Flywheel Ventures

Backing passionately driven founders in the Southwest and global emerging ecosystems — seed and early-stage IT, physical sciences, and infrastructure technology.

Flywheel Ventures is a Santa Fe, New Mexico-based venture capital firm founded in 1999 by Trevor Loy, one of the early architects of the Southwest startup ecosystem. With over two decades of investing, Flywheel has been a quiet but consistent force in the region, helping turn local talent into category-defining companies. The firm operates from the high-desert city of Santa Fe, deliberately distanced from Silicon Valley noise — a positioning that lets Flywheel identify undervalued opportunities in markets where coastal VCs rarely tread.

The firm's roots trace back to the University of New Mexico and the broader Rocky Mountain tech corridor. Loy, a former CTO turned investor, built Flywheel around the conviction that great founders exist everywhere, not just on the coasts. That belief has shaped the firm's consistently regional focus — Flywheel rarely leads deals outside the Southwest and Rockies, though it maintains a global emerging market lens for select opportunities.

Flywheel describes its philosophy as investing in 'passionately driven founders' — a phrase that signals the firm's heavy emphasis on founder psychology over polished pitch decks. The firm is known for taking meetings with academics and scientists building deep-tech ventures that would make most VCs flinch. Their willingness to back technical, capital-intensive companies in information technology and physical sciences has produced a portfolio that stands apart from commodity SaaS investors.

Over the years, Flywheel has deployed capital across roughly 40 companies. While the firm has had exits — including New West, which won multiple prestigious awards under Flywheel's stewardship — Flywheel is not known for splashy exits. Instead, the firm's reputation rests on being a reliable first institutional capital for Southwest founders who lack access to Sand Hill Road networks.
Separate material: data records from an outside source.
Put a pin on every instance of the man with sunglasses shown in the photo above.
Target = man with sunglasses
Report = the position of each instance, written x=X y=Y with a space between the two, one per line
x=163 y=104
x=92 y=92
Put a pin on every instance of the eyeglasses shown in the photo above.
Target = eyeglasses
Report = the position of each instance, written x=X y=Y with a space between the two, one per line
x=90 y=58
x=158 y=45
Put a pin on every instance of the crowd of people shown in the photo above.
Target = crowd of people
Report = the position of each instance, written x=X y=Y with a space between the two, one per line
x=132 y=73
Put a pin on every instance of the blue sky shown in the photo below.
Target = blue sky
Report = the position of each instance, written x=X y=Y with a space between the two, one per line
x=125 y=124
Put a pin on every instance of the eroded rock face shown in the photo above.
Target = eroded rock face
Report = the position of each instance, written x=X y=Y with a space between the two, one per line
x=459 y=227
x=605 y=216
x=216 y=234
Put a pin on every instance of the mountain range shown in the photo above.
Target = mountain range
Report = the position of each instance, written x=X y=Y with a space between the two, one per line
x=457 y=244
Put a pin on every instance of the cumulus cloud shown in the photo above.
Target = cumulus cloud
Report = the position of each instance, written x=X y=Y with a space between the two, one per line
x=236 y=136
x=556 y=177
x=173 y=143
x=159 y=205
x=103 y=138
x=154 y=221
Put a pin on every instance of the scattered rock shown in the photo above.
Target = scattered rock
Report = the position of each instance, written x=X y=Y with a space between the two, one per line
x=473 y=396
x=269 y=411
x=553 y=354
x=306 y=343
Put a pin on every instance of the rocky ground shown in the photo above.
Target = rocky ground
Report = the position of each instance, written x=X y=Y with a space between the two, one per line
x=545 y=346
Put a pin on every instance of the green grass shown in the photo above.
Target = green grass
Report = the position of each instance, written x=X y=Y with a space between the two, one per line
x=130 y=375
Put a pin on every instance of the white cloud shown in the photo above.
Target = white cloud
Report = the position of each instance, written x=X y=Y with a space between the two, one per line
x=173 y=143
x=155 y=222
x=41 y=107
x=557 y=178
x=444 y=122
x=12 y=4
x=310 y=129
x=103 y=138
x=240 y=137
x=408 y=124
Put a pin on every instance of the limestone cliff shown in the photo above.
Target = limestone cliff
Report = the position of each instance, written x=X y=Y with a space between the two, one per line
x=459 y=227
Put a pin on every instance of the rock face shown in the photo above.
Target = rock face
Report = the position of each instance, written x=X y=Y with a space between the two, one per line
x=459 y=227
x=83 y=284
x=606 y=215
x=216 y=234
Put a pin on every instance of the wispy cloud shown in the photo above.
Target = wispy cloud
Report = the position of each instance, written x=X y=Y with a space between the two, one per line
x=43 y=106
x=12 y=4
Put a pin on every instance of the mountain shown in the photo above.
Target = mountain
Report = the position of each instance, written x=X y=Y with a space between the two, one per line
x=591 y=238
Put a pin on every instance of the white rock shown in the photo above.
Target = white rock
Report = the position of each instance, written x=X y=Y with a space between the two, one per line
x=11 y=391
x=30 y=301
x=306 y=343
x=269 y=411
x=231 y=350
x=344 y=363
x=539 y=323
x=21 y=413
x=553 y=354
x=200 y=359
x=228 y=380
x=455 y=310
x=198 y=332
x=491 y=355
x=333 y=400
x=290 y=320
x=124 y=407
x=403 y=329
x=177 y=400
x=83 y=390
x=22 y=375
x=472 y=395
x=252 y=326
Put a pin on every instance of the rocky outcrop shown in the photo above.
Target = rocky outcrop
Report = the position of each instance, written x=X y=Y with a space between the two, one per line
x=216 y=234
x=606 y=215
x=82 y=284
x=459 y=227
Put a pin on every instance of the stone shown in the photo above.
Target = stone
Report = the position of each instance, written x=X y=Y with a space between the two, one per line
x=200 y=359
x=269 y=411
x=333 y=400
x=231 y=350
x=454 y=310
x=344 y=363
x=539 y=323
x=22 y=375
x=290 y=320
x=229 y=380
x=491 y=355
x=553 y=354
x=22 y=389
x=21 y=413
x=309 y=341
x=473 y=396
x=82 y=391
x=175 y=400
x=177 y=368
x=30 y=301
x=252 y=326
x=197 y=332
The firm has maintained its Fund II approach of investing in pre-seed through Series A in IT, infrastructure tech, and physical sciences. Flywheel is most comfortable writing checks in the $1M–$2M range for seed rounds, with reserve capital for follow-ons. The firm prefers to lead or co-lead and typically takes a board seat when leading.

Key Takeaways

  • Flywheel Ventures is a Santa Fe, New Mexico-based seed and early-stage VC founded in 1999 by Trevor Loy.
  • Typical check size: $1M–$2M for seed rounds, with ability to write $2M–$5M for Series A.
  • Primary investment stage: pre-seed through Series A.
  • Focus areas: Information technology, physical sciences, and infrastructure technology in the Southwest/Rockies region and emerging global ecosystems.
  • Philosophy: Invests in 'passionately driven founders' — strong emphasis on founder mindset and technical depth over polish.
  • Best outreach: Warm introductions from the New Mexico and Rocky Mountain startup ecosystem; direct outreach works if you're in IT or physical sciences.

Investment Focus & Thesis

Flywheel Ventures has a sharply regional identity that shapes its deal flow. The firm invests in information technology, physical sciences, and infrastructure technology companies — sectors where deep technical expertise matters more than SaaS growth metrics. Flywheel's founding thesis centers on matching managerial talent with innovative technologies and market opportunities, then providing hands-on support to help ventures scale.

The firm looks for companies in the Southwest/Rockies region and global emerging startup ecosystems — markets where Flywheel's local knowledge and network provide genuine edge over coastal investors. Flywheel is comfortable with longer development timelines and capital-intensive businesses, which often disqualify themselves from investors with a pure SaaS bias.

Flywheel's investment criteria emphasize founder passion and technical differentiation. The firm has a documented investment criteria PDF that highlights three pillars: (1) exceptional founding teams with domain expertise, (2) innovative technology with defensible IP or competitive moats, and (3) large total addressable markets in underserved regions.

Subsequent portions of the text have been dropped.